I have two tibbles with a list of names and their scores on one of two tests. I want to merge these dataframes so each row consists of a name, and their scores on test one and test two.
df1<-tibble(person=c("Joe", "John", "Albert", "Joe", "John"), test_1=c(90, 91, 92,93, 94 ))
df2<-tibble(person=c("Joe", "John", "Albert", "Joe"), test_2=c(94, 70, 93,50))
df3<-inner_join(df1, df2, by="person")
I would like to get this:
df4<-tibble(person=c("Joe", "Albert", "Joe"), test_1=c(90, 92, 93), test_2=c(94, 93, 94)
However, when I run the first code block, I get four different rows for person "Joe" even though there are only two observations of "Joe" in each dataframe. I only want to "match" two persons with the same name (like "Joe") if their test scores are within five points of each other.
Is there a way to do this? I would appreciate any help!
Note: I accidentally rollbacked this post when trying to edit, which removed someone's answer so I am reposting it. Very sorry to the person whose answer was removed!

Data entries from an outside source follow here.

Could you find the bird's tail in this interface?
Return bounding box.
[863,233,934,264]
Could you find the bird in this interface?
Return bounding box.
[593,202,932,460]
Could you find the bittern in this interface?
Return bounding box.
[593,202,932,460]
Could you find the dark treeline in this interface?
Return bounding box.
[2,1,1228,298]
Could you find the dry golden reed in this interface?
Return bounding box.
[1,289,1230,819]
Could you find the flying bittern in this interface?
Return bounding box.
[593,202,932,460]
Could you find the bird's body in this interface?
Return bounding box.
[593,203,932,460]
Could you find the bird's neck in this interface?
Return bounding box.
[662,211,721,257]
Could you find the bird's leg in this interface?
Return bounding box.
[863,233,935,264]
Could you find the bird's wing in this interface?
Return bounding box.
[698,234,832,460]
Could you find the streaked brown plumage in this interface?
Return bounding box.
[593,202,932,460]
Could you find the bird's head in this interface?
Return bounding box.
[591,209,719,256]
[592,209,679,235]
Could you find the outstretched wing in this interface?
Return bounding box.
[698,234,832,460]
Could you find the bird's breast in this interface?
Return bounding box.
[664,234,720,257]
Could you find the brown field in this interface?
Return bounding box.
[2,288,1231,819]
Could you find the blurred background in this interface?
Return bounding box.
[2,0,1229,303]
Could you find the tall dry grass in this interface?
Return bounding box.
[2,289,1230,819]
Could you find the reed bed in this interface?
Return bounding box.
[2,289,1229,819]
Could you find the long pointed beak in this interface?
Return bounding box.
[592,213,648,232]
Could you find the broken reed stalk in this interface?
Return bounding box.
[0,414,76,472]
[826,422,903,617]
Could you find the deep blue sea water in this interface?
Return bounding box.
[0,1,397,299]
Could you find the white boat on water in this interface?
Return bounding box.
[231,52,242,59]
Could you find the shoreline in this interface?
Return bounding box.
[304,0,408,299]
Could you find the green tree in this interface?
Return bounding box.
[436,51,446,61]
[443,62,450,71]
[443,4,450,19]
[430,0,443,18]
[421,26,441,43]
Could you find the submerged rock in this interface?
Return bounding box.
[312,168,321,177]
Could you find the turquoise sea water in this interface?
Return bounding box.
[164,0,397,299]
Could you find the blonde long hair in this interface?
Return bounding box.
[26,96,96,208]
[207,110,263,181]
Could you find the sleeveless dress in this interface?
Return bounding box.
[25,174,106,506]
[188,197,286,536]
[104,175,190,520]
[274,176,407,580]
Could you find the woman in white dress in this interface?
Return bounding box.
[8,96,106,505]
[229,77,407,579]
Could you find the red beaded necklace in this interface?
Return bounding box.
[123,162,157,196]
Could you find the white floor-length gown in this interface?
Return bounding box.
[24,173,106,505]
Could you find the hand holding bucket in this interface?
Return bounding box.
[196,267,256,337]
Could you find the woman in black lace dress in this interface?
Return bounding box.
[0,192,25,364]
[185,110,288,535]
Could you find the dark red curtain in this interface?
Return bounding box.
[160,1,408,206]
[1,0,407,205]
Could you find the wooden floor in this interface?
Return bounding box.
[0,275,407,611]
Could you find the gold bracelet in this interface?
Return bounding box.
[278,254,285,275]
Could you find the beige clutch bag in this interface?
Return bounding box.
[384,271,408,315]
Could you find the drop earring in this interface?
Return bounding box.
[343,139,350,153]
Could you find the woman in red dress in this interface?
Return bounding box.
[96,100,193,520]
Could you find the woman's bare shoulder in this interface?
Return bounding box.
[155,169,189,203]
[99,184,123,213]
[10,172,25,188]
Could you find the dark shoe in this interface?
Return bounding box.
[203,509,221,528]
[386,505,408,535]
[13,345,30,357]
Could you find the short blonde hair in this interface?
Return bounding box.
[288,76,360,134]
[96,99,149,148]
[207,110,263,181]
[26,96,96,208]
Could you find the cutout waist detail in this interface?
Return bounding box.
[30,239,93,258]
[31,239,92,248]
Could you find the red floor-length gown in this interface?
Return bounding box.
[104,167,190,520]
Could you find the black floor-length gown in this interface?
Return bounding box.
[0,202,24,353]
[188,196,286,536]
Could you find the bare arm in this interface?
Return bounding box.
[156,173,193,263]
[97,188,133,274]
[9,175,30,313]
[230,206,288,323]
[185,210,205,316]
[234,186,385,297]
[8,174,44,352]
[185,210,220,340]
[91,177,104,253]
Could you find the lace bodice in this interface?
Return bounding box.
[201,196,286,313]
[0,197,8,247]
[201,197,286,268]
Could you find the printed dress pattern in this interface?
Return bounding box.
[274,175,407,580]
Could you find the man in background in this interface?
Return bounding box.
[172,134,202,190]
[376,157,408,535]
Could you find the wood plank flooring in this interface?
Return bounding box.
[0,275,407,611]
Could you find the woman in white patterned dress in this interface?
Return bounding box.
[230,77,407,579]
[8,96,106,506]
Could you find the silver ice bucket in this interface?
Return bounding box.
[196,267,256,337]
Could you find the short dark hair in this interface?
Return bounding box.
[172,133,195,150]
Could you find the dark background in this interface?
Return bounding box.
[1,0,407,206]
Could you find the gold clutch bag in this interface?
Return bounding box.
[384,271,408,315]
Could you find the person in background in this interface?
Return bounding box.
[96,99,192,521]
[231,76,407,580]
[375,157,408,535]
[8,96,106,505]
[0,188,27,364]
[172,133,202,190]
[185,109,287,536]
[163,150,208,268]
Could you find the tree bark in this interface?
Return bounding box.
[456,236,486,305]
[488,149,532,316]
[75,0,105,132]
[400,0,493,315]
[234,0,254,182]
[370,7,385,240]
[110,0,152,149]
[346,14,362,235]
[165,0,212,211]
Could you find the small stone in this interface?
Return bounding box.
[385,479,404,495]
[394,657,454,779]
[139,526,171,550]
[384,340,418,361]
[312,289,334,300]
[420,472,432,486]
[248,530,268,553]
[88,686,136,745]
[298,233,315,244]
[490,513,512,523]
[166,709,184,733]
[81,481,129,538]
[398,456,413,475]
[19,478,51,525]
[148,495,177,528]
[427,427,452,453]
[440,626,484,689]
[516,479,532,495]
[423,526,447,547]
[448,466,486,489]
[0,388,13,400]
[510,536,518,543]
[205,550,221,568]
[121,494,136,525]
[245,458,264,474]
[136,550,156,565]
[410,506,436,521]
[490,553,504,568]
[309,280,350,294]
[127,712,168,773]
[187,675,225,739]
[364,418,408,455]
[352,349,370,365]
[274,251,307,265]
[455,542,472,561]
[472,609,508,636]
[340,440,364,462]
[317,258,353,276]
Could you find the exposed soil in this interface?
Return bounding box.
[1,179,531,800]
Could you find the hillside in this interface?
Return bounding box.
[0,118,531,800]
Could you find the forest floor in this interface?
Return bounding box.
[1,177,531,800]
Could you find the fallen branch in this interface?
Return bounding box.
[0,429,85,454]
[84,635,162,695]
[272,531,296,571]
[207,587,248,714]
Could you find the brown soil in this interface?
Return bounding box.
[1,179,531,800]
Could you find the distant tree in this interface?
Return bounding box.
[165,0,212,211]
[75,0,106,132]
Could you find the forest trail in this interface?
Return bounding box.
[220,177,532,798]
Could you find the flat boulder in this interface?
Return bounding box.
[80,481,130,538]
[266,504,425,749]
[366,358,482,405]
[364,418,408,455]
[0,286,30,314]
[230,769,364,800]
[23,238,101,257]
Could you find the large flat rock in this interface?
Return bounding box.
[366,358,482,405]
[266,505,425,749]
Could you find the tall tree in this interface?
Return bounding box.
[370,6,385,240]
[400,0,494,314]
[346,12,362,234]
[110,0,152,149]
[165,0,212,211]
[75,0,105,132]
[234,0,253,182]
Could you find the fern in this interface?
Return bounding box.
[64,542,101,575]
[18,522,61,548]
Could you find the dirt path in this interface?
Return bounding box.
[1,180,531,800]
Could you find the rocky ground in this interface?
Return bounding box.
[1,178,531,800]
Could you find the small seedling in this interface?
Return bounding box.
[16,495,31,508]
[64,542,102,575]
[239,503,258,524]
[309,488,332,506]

Given your expected output then my original post would work. Just filter after doing a many-to-many join:
library(dplyr)
inner_join(df1, df2, by = "person", relationship = 'many-to-many') |>
filter(abs(test_1 - test_2) <= 5 | n() == 1, .by = person)
the .by
is doing the filter by person. So then n()
represents the number of rows within each by group. This additional condition is ensuring that rows with a one-to-one match will be returned no matter how far apart test_1
and test_2
are. For example, if Albert had a test_1 score of 92 and a test_2 score of 0 that row would not be filtered out because there is only one Albert.